I have never heard of this. Is it anger at hitting head that is then directed at you?

What do you say when you are holding them? I read a book on "Trauma-proofing your child" and it said to talk about what happened. So I often run through the story of how they were hurt. "You were sitting here, having so much fun, playing here, and suddenly, you bumped your head! And it really hurt! It made you very upset." "Right there [show place] - that is where you hit your head. That is a very pointy edge" etc. This seems to get them to process what happened. Maybe if there is then anger, you can say, "sometimes when we feel hurt, we get angry." When we feel angry, we can stomp our feet, like this!" [stomp feet]

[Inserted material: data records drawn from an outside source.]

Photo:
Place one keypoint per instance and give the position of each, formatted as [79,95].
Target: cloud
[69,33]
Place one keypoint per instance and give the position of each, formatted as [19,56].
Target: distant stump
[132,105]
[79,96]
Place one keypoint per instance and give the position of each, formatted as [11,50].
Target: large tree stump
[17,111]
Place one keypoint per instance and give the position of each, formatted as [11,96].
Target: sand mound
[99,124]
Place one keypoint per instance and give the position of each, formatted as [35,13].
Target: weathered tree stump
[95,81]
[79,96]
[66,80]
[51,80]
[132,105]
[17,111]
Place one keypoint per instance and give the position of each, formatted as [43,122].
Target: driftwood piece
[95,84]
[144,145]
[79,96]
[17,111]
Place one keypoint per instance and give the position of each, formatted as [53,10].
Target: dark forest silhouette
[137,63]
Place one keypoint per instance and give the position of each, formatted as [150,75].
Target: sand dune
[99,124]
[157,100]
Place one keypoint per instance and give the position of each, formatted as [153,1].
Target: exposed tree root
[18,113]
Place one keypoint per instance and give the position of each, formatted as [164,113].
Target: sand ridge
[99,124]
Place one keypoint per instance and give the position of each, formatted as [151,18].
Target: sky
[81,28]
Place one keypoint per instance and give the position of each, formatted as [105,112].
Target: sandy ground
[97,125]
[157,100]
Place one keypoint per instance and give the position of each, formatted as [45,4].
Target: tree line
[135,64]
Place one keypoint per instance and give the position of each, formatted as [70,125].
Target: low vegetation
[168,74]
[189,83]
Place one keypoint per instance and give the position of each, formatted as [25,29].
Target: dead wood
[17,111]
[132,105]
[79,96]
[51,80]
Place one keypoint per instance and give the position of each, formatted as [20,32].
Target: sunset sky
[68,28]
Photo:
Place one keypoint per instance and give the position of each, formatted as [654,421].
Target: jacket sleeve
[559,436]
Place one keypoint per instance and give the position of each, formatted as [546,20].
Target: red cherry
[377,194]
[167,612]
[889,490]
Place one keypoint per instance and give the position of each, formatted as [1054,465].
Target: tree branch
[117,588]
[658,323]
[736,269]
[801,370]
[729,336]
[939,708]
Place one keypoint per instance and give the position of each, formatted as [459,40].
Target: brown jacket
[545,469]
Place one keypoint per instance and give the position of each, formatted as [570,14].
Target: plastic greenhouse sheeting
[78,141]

I don't know, I really don't have a sense of what exactly is going on with hitting mom when angry, but that is what I would do if child hit head, for example,


----------



## Lazy Gardens (Dec 11, 2008)

Quote:


> Originally Posted by *kathteach*
> 
> Just now my three y.o. was playing and banged his head on the table. He was crying, I could tell it hurt badly. I held him and kissed him and he was gasping/sobbing out what happened (I was in the kitchen when it happened and came running.) He let me hold him and comfort him while he cried, but then all of a sudden it turned to anger and then he started trying to hit/kick me.


The adrenaline from the fear and pain of the injury has to go somewhere, and getting angry is an instinctive way to vent it. I've seen the same reaction in injured adults at a ski patrol clinic. Although adults tend to kick the furniture, cuss up a storm, or throw something instead of attacking us, it's common. Also, we aren't being very soothing, just matter-of-fact checking for injuries. We just toss them a pillow or a teddy bear and say "beat this up, you'll feel better" and usually get a laugh.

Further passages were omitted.